(April 21, 2017) Metra and Union Pacific Railroad joined state, county and local officials and members of the community in Maywood today to break ground on a $100 million project to remove two critical bottlenecks along the UP West Line that can be the source of delays for both freight and commuter trains.
“We’re extremely happy to be able to launch this project with our partners at Union Pacific,” said Metra Executive Director/CEO Don Orseno. “Adding these track segments will reduce the potential for delays and improve the travel experience for the 30,000 Metra riders who rely on this line each weekday. Residents along the UP West Line will also benefit from shorter wait times at crossings and fewer freight trains idling on the tracks.”
“In addition to serving tens of thousands of passengers each day on the West Line, Union Pacific also uses this route for cross-country freight trains carrying the goods Americans use daily,” said Union Pacific Chairman, President and CEO Lance Fritz. “When completed, the third main line will provide more efficient operations for both freight and commuter customers, as well as reduce crossing wait times for local drivers.”
The project will add nearly eight miles of third track in the only two remaining segments between Elburn and Chicago that have two tracks. Today’s ceremony in Maywood marked the start of construction on the first segment, a 1.8-mile section from just east of the Des Plaines River in River Forest to 25th Avenue in Melrose Park. Third track will also be added starting later this year along a 6.1-mile segment from Kress Road in West Chicago to Peck Road in Geneva.
“We are excited that Metra and the Union Pacific are making this investment in the county,” said Cook County Board President Toni Preckwinkle. “The economic, environmental and transportation benefits from this project are clear and I congratulate all involved for their forward-thinking approach.”
“This project is a great example of what we can accomplish when we work together on transportation solutions that improve our communities and grow our economy,” said Illinois Transportation Secretary Randy Blankenhorn. “This project will enhance safety and quality of life for Illinois residents, while solidifying our status as the transportation hub of North America.”
The project is the fourth phase of the UP West Line Improvement Project, a multi-year effort to improve the flow of rail traffic on the line while enhancing pedestrian and motorist safety. The first phase focused on safety enhancements at Metra stations, including the installation of a new “Another Train Warning System” that uses a combination of audio and visual alerts to warn pedestrians at crossings adjacent to stations that another train is approaching or present.

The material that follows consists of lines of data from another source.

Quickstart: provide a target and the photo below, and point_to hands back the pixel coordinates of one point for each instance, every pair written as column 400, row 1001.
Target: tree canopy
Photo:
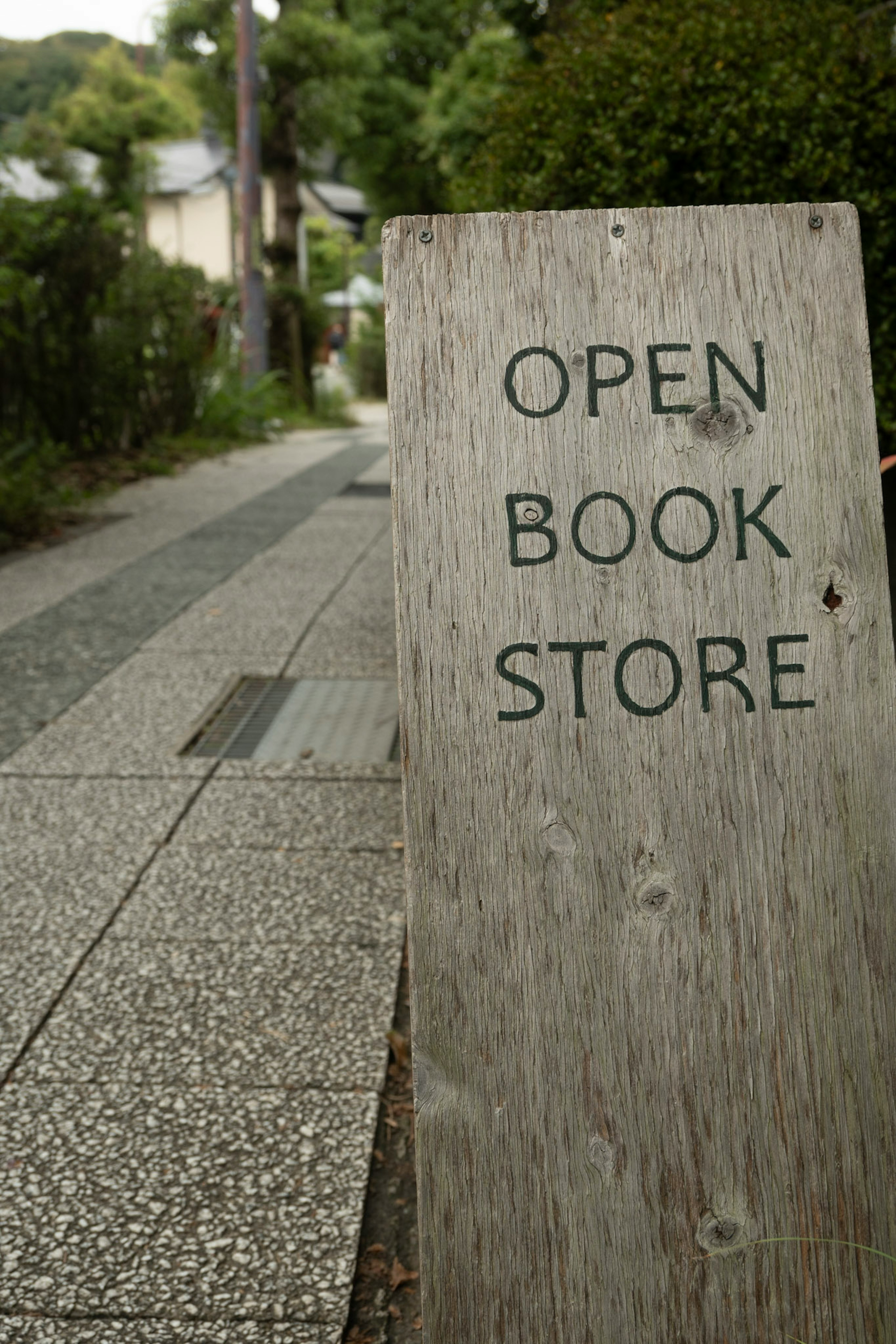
column 115, row 109
column 672, row 103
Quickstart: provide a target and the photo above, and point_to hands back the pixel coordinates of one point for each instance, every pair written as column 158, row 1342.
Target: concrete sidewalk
column 198, row 957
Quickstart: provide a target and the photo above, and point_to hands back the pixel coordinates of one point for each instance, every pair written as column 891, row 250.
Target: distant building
column 191, row 208
column 21, row 178
column 191, row 205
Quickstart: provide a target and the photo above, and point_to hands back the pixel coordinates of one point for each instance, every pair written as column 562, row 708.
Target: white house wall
column 194, row 229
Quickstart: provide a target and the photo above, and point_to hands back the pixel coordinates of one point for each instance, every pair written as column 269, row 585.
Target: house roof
column 21, row 177
column 342, row 199
column 186, row 166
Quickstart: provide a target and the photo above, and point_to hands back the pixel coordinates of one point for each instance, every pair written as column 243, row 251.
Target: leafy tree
column 113, row 111
column 667, row 103
column 34, row 74
column 311, row 61
column 456, row 113
column 386, row 155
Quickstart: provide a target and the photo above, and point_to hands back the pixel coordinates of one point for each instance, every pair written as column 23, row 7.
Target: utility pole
column 250, row 197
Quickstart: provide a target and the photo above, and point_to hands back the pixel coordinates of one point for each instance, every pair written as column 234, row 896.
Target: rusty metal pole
column 250, row 198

The system was the first of its kind in the United States to be fully implemented along a rail line.
“Enhanced transportation options like these are worth celebrating, because they are the keys to a healthy economy,” said Lois Baumann, executive director of the Maywood Fine Arts Association. “They will certainly help us grow our studio and reach more students to prepare them for new opportunities and a better future.”
Other improvements included installing new pedestrian gates at crossings, eliminating mid-platform crossings and constructing pathways to divert pedestrian traffic to safer crossing points at the end of platforms. Phases two and three included enhancements to the signal system that enabled trains to safely operate closer together and added crossovers at Wheaton and Lombard to improve the flow of traffic by allowing trains to switch tracks to avoid congestion points.
While there are no current plans to increase commuter service on the UP West Line, upgrading the entire line to three-track service will alleviate current congestion and freight and commuter train conflicts, which will improve service for both Metra commuters and UP’s freight customers. The UP West Line, one of the nation’s busiest rail lines, is used by 60 Metra trains and more than 50 freight trains each weekday.
Construction of the 1.8-mile segment is expected to take a year. Work on the 6.1-mile segment is scheduled to begin later this year and continue through 2019. Project funding is being provided by Union Pacific and Metra.